Gli esercizi precedenti avevano invece evidenziato una redditività positiva e una crescita organica costante, con ricavi che avevano superato gli 11 milioni di euro e utili netti tra 1,5 e 2 milioni annui. Il management ha sottolineato come queste dinamiche siano temporanee e legate alla fase di espansione, con l’obiettivo di riportare margini in territorio positivo già nei prossimi esercizi grazie alle sinergie derivanti dalle operazioni in Brasile e Cile, all’aumento della penetrazione digitale e alla scalabilità della piattaforma online che oggi supporta valutazioni in 15 Paesi e 24 lingue.

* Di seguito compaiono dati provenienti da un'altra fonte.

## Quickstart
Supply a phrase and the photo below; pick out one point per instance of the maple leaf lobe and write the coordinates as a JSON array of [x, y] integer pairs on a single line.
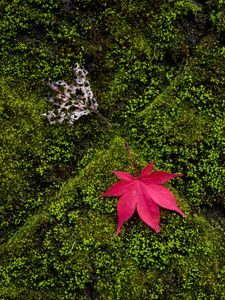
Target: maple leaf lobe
[[144, 194]]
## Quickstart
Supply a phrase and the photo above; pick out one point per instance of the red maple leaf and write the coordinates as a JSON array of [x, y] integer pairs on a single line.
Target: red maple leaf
[[144, 193]]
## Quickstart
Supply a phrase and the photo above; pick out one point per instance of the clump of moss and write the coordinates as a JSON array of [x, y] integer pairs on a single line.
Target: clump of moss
[[157, 71]]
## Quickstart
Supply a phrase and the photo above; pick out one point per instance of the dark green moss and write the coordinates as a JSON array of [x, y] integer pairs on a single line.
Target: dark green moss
[[157, 71]]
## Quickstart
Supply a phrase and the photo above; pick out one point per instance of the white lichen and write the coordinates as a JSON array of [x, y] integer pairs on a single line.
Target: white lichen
[[71, 100]]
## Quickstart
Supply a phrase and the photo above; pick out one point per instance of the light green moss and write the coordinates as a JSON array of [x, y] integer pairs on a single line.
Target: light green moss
[[157, 71]]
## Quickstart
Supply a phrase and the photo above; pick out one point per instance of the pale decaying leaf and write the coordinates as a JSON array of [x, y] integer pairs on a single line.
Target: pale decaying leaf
[[71, 100]]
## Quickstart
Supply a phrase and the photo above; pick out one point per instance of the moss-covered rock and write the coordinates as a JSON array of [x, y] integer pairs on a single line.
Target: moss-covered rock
[[157, 71]]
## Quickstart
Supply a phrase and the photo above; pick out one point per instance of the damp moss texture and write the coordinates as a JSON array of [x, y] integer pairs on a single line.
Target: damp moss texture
[[157, 70]]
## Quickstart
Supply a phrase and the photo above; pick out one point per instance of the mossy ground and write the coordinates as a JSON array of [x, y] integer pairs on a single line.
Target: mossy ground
[[157, 71]]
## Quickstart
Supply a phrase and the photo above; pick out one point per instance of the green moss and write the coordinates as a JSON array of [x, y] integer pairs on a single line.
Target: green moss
[[157, 71]]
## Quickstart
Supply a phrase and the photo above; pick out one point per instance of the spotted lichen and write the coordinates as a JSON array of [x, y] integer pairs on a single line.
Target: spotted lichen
[[157, 70]]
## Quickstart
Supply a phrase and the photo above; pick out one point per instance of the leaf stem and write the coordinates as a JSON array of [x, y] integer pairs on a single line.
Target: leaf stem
[[132, 159]]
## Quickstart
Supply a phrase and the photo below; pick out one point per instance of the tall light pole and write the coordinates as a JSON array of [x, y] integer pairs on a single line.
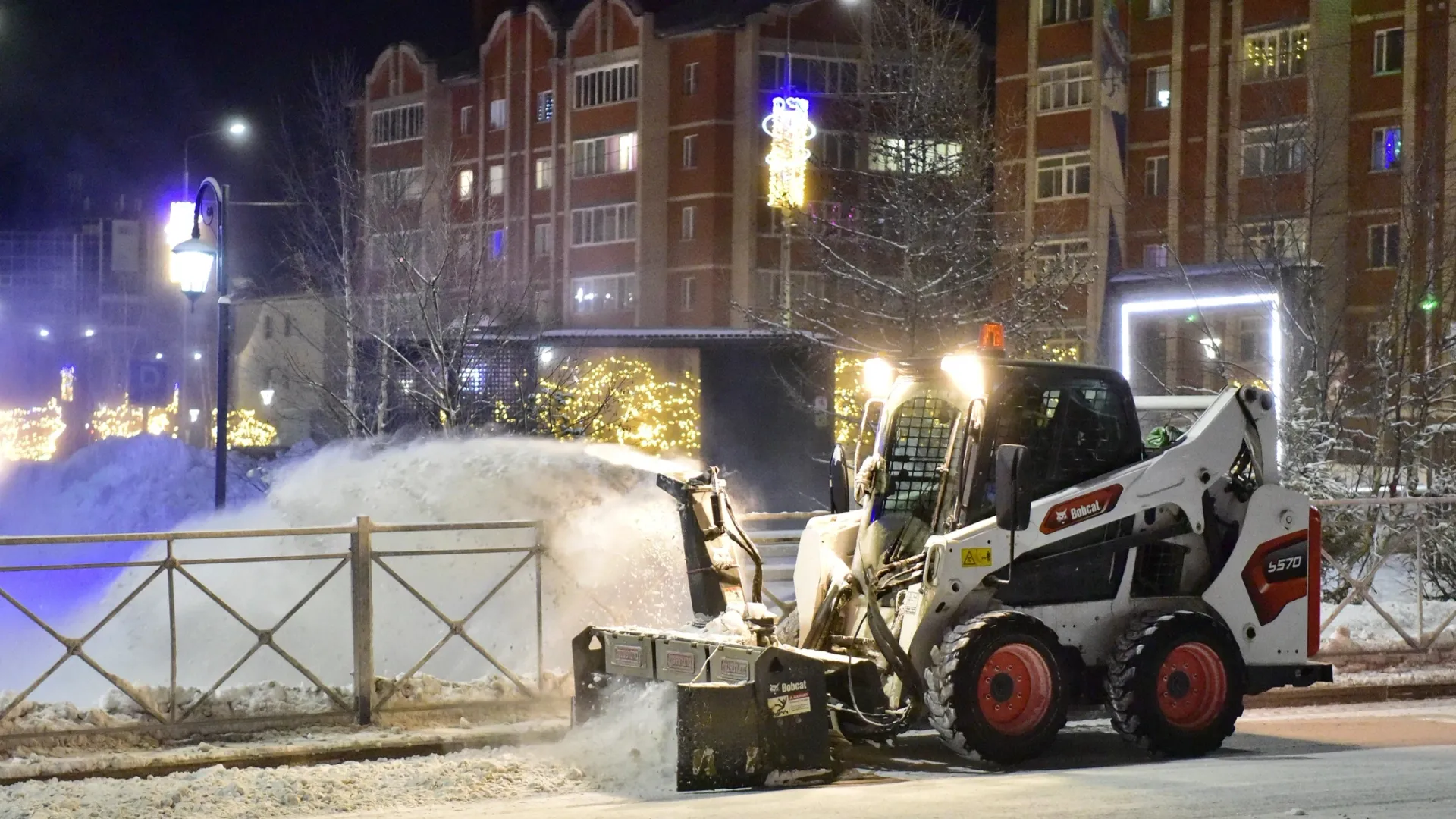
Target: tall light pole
[[237, 129], [196, 259]]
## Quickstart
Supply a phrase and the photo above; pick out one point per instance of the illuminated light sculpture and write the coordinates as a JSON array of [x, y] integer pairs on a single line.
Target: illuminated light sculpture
[[789, 152]]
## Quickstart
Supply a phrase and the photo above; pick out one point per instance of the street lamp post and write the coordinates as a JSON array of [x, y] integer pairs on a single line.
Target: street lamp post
[[197, 259]]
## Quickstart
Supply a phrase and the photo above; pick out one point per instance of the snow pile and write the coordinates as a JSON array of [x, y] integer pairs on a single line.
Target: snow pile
[[613, 557], [631, 748]]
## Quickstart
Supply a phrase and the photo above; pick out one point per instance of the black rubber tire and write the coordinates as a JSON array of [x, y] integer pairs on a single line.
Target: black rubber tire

Il mercato di riferimento offre un contesto favorevole. La crescente attenzione globale alla salute mentale, unita alle esigenze di selezione e sviluppo del personale nelle aziende e di supporto all’apprendimento nelle scuole, sta spingendo la domanda di strumenti psicometrici validati e tecnologicamente avanzati. Secondo diverse analisi di settore, il mercato globale dell’assessment psicologico sta registrando tassi di crescita annui a doppia cifra in alcune aree geografiche, con particolare accelerazione in America Latina e nei mercati emergenti. In questo scenario, Giunti Psychometrics Holding si distingue per la combinazione di heritage scientifico italiano e capacità di adattamento locale, un vantaggio competitivo che gli analisti considerano rilevante rispetto a player più generalisti, soprattutto dopo l’ingresso nel grande mercato brasiliano attraverso Vetor Editora.

Cosa dicono gli analisti?

Le view degli analisti che hanno seguito il dossier in vista dell’IPO appaiono complessivamente costruttive, pur con le cautele tipiche di un’azienda di medie dimensioni in fase di transizione. Gli esperti di Intesa Sanpaolo evidenziano il posizionamento di nicchia e il track record di espansione internazionale come fattori che potrebbero supportare multipli di valutazione interessanti rispetto ai peer quotati nel settore education e healthcare technology.

Secondo le stime preliminari circolate tra gli investitori istituzionali, la società potrebbe attrarre interesse da fondi growth europei focalizzati su temi di benessere e innovazione digitale, con un’offerta che prevede un flottante minimo per l’ammissione e un possibile range di prezzo indicativo tra 4,00 e 4,50 euro per azione in operazioni analoghe su Euronext Growth.

Anche Equita ha sottolineato in note recenti il potenziale di leva operativo derivante dalla scalabilità delle piattaforme digitali e dalle sinergie cross-border, pur segnalando la necessità di monitorare l’esecuzione delle integrazioni post-acquisizione e il ritorno alla marginalità positiva.